Sous le poids écrasant de la croix, le Dieu fait homme n’est pas beau à voir; il n’est ni plaisant à contempler ni agréable à approcher. Il est laid, épouvantablement laid, enlaidi de la laideur de nos péchés, il est méconnaissable et repoussant. Il a été flagellé, giflé. Perclus de plaies béantes, transpercé d’épines et de clous, il transpire le sang; il exhale l’odeur putride des crachats de ses ennemis qui, se croyant triomphants, jubilent et ricanent.
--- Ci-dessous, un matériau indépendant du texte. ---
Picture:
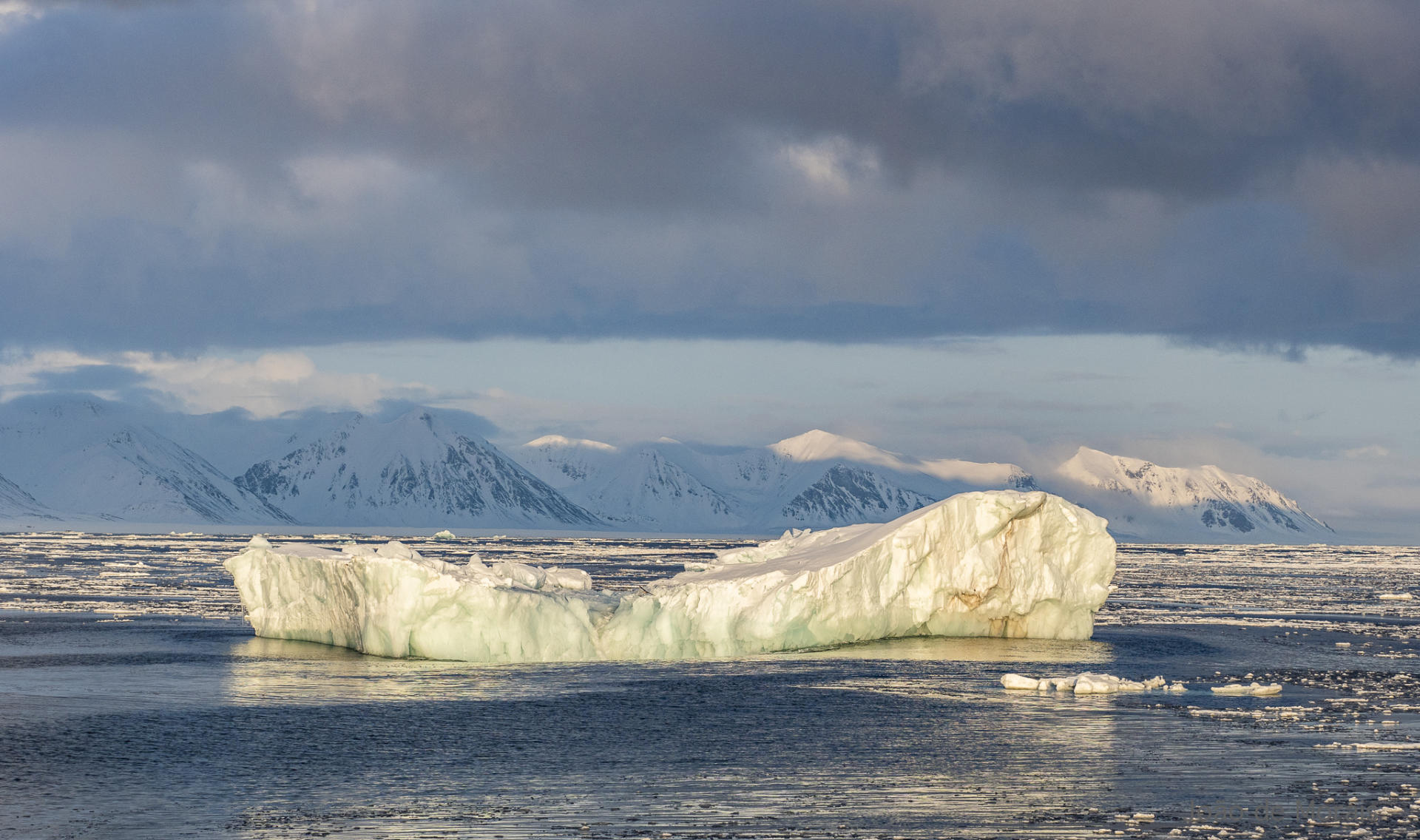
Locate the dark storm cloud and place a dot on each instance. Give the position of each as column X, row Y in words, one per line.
column 180, row 175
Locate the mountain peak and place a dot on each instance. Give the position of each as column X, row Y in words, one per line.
column 816, row 444
column 569, row 443
column 1132, row 491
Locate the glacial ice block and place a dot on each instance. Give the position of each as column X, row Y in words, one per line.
column 980, row 563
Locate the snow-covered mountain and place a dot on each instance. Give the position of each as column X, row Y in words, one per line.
column 83, row 460
column 816, row 480
column 95, row 460
column 412, row 472
column 1174, row 504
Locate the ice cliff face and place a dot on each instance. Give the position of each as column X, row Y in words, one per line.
column 412, row 472
column 983, row 563
column 816, row 480
column 103, row 464
column 1182, row 504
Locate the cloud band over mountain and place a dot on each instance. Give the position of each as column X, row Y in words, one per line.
column 179, row 176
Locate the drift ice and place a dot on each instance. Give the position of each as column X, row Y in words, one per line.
column 980, row 563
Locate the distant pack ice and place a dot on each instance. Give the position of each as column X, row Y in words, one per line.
column 1001, row 563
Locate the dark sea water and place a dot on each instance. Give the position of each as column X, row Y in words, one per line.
column 135, row 702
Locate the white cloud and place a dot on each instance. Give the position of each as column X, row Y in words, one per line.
column 266, row 386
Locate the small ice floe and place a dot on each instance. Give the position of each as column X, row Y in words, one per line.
column 1367, row 747
column 1254, row 690
column 1086, row 682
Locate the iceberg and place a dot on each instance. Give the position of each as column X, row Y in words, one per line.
column 1001, row 563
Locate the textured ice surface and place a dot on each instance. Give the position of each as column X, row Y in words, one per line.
column 1254, row 690
column 981, row 563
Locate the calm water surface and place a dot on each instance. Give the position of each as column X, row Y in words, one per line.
column 135, row 702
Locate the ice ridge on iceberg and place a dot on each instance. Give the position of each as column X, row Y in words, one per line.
column 980, row 563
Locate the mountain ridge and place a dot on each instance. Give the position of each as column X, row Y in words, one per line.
column 80, row 458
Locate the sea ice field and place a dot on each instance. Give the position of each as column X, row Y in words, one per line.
column 137, row 702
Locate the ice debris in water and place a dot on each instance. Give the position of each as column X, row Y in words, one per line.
column 1086, row 682
column 980, row 563
column 1256, row 690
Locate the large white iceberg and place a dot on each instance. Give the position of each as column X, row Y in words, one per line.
column 981, row 563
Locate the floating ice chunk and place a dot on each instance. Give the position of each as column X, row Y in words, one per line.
column 1256, row 688
column 1370, row 747
column 1086, row 682
column 981, row 563
column 791, row 541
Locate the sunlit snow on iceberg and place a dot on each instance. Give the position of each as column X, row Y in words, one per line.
column 981, row 563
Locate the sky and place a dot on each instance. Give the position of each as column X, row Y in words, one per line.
column 994, row 230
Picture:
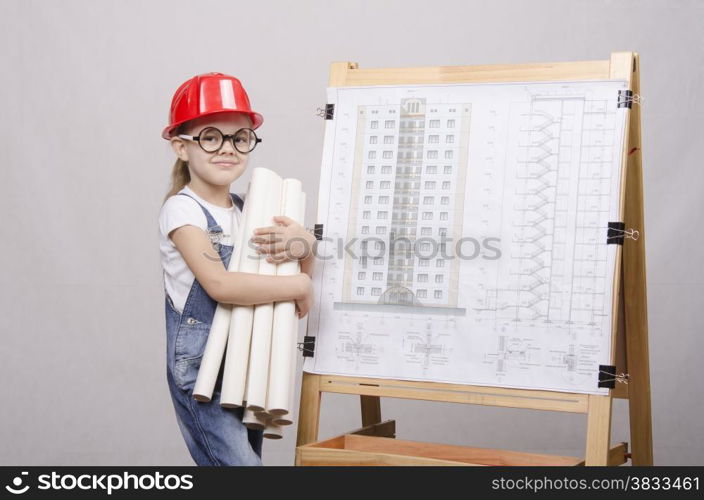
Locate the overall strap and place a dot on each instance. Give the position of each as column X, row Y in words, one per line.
column 211, row 220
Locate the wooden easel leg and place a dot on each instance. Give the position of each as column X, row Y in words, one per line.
column 309, row 409
column 371, row 410
column 598, row 430
column 636, row 311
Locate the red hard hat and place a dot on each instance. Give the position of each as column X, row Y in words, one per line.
column 208, row 94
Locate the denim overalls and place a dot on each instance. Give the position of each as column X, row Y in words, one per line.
column 214, row 435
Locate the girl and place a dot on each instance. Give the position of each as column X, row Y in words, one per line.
column 211, row 131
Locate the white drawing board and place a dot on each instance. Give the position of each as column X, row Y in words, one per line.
column 465, row 233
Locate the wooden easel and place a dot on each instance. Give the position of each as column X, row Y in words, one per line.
column 630, row 342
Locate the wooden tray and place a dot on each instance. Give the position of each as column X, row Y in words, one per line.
column 354, row 449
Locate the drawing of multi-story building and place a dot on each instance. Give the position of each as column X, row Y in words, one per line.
column 407, row 204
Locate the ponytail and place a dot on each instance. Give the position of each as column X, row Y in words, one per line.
column 180, row 175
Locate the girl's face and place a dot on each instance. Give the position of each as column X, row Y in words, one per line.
column 222, row 167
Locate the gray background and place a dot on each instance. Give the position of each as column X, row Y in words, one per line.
column 85, row 91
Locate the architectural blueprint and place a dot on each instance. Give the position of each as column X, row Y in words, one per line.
column 465, row 233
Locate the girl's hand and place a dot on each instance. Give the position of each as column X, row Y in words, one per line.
column 284, row 242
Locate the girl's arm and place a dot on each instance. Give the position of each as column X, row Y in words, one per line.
column 234, row 287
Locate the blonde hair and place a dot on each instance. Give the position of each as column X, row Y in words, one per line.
column 180, row 175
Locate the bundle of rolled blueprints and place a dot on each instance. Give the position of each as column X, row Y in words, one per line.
column 258, row 342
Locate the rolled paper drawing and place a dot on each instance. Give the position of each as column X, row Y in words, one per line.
column 285, row 325
column 250, row 420
column 273, row 431
column 234, row 383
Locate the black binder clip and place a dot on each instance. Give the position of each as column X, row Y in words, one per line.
column 626, row 98
column 617, row 232
column 328, row 112
column 608, row 376
column 307, row 346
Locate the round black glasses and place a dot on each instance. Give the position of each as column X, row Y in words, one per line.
column 211, row 139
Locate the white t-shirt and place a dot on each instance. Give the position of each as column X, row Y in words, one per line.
column 177, row 211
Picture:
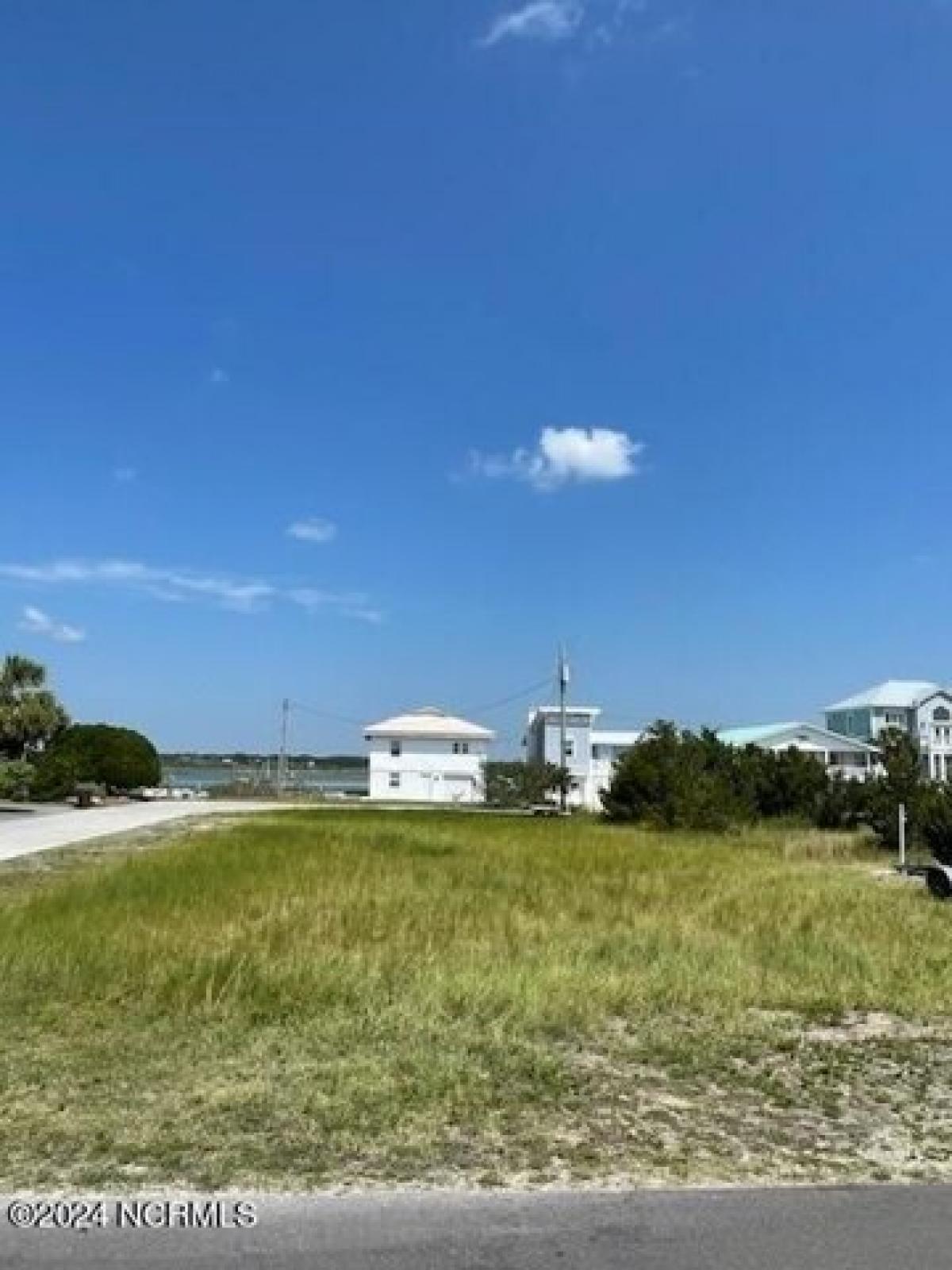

Le Seigneur lui a ouvert l’oreille, comme dit le texte biblique, et il ne s’est pas dérobé… Et de même qu’il avait demandé de ne pas rivaliser avec le méchant, de même, trahi, accusé, condamné injustement, il a livré son dos à ceux qui le frappaient, ses joues à ceux qui lui arrachaient la barbe. Il n’a pas caché son visage face aux outrages ; il l’a rendu dur comme un silex (Is 50, 5-7). La coupe, il l’a bue jusqu’à la lie.
Homme de douleur, broyé par la souffrance, il a perdu toute prestance. Encerclé de scélérats, environné de brigands, il est violenté, dépouillé, méprisé, ridiculisé et abandonné de tous les hommes (Is 53, 2-3)!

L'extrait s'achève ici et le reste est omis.